A spokesman for Jeju Air was not immediately available for comment. The airline declined to comment on the cause of the accident during news conferences, saying an investigation is under way.
Under global aviation rules, South Korea will lead a civil investigation into the crash, and it will automatically involve the National Transportation Safety Board in the US, where the plane was designed and built.
The flight data recorder was found at 11.30am (10.30am Singapore time), about 2.5 hours after the crash, and the cockpit voice recorder was found at 2.24pm, according to South Korea’s Transport Ministry.
“That gives you all the parameters of all the systems of the plane. The heartbeat of the airplane is on the flight data recorder,” Thomas said. “The voice recorder will probably provide the most interesting analysis of what went on in this tragic crash.”

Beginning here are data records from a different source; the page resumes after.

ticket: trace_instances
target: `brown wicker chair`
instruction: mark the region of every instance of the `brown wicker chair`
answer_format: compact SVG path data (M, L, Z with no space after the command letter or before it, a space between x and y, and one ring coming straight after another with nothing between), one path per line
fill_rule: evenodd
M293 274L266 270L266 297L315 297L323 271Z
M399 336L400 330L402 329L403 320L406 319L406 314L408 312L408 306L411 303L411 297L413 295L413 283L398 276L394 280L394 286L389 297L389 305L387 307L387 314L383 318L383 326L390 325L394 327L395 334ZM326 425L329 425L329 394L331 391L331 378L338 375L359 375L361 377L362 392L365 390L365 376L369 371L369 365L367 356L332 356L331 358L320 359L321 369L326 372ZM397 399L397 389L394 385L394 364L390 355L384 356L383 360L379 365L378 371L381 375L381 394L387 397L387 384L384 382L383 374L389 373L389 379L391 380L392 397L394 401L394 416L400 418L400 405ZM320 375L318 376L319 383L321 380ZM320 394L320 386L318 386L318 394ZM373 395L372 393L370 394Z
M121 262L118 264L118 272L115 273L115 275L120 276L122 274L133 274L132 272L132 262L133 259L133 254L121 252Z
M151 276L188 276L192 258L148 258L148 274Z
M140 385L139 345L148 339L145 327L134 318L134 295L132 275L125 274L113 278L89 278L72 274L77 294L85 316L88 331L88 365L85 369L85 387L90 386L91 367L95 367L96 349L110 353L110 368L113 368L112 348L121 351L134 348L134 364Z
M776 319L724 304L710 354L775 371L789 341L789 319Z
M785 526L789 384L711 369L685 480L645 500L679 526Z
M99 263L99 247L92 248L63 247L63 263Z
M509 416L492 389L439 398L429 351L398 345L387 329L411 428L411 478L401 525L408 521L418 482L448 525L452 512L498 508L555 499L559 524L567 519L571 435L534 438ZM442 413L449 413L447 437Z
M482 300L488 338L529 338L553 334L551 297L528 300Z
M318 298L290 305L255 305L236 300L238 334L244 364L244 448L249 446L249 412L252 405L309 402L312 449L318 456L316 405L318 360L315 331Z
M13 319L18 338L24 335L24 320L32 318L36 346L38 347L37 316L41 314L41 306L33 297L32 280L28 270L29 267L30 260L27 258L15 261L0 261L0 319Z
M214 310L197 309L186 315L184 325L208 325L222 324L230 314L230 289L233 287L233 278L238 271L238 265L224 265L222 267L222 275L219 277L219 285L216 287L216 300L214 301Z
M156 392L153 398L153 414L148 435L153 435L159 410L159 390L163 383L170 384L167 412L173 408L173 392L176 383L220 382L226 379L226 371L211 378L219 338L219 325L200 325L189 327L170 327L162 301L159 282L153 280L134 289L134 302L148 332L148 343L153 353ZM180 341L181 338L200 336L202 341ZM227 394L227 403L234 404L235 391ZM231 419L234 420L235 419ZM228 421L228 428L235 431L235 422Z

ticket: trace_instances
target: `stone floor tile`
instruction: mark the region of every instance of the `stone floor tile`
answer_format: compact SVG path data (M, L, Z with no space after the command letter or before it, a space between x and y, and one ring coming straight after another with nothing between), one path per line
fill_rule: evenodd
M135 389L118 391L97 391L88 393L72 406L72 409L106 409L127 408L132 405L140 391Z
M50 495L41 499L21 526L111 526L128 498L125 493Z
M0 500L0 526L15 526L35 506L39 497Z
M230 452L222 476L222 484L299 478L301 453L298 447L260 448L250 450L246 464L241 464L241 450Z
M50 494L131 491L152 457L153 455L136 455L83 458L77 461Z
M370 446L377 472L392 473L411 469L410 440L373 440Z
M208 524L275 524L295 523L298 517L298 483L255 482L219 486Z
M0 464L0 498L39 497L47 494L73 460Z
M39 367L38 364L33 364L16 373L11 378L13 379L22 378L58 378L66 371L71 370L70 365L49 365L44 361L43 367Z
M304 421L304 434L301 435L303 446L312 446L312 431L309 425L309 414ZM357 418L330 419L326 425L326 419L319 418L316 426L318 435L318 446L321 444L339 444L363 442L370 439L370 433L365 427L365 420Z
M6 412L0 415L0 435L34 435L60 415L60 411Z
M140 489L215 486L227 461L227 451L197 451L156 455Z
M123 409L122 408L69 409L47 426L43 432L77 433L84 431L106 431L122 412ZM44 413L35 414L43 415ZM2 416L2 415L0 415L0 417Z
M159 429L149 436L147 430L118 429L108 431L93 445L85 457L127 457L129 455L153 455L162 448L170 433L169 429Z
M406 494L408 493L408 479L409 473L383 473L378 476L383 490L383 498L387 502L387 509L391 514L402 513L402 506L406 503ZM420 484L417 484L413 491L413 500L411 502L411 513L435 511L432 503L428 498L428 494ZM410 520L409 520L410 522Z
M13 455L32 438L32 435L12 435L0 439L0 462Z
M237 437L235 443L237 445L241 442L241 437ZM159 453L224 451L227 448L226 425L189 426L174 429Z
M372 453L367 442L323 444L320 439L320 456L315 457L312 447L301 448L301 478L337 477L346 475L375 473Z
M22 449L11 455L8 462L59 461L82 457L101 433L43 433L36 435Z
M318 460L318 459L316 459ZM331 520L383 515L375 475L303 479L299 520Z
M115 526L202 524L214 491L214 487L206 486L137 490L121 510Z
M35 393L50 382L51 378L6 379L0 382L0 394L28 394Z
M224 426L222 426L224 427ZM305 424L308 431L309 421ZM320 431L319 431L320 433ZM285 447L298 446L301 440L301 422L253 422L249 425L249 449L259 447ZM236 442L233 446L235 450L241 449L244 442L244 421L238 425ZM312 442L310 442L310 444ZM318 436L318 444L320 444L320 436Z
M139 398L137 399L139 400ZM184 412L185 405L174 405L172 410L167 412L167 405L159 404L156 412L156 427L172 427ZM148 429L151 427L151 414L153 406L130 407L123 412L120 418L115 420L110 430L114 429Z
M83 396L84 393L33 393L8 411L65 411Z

Experts caution that air accidents are usually caused by a cocktail of factors, and it can take months to piece together the sequence of events in and outside the plane.
Chain of events
Experts said it seemed unlikely a bird strike would have caused the landing gear to malfunction.
“A bird strike is not unusual. Problems with an undercarriage are not unusual. Bird strikes happen far more often, but typically they don’t cause the loss of an airplane by themselves,” Thomas said.
Australian airline safety expert Geoffrey Dell said: “I’ve never seen a bird strike prevent the landing gear from being extended.”
Australian aviation consultant Trevor Jensen said fire and emergency services would normally be ready for a belly-landing, “so this appears to be unplanned”.
A bird strike could have impacted the CFM International aircraft engines if a flock had been sucked into them, but that would not have shut the engines down straightaway, giving the pilots some time to deal with the situation, Dell said.
It was unclear why the plane did not decelerate after it hit the runway, Dell and Jensen said.
Typically, in a belly-landing, “you are going to land on your engines, and you’re going to have a bumpy ride”, Thomas said.
“You come in with minimum fuel, you have fire tenders in attendance, covering the runway with foam, and you land at the farthest end of the runway, and usually it ends up being an okay situation,” he said.
After the control tower issued the bird strike warning and the pilots declared mayday, the pilots attempted to land on the runway from the opposite direction, a Transport Ministry official said.
“In the process of landing, it hit a navigation safety facility called a localiser and collided with the wall,” the official said.
Joo Jong-wan, the deputy transport minister, said the runway’s 2,800m length was not a contributing factor, and that the walls at the ends had been built according to standards.
“Both ends of the runway have safety zones with green buffer areas before reaching the outer wall,” he told a separate briefing.
“The airport is designed according to standard aviation safety guidelines, even if the wall may appear closer than it actually is.”
The flight’s captain had worked at that rank since 2019 and had logged 6,823 flight hours, the ministry said. The first officer had worked at that rank since 2023 and had logged approximately 1,650 flight hours.
The Boeing model involved in the crash, a 737-800, is one of the world’s most flown airliners, with a generally strong safety record, and was developed well before the Max variant involved in a recent Boeing safety crisis.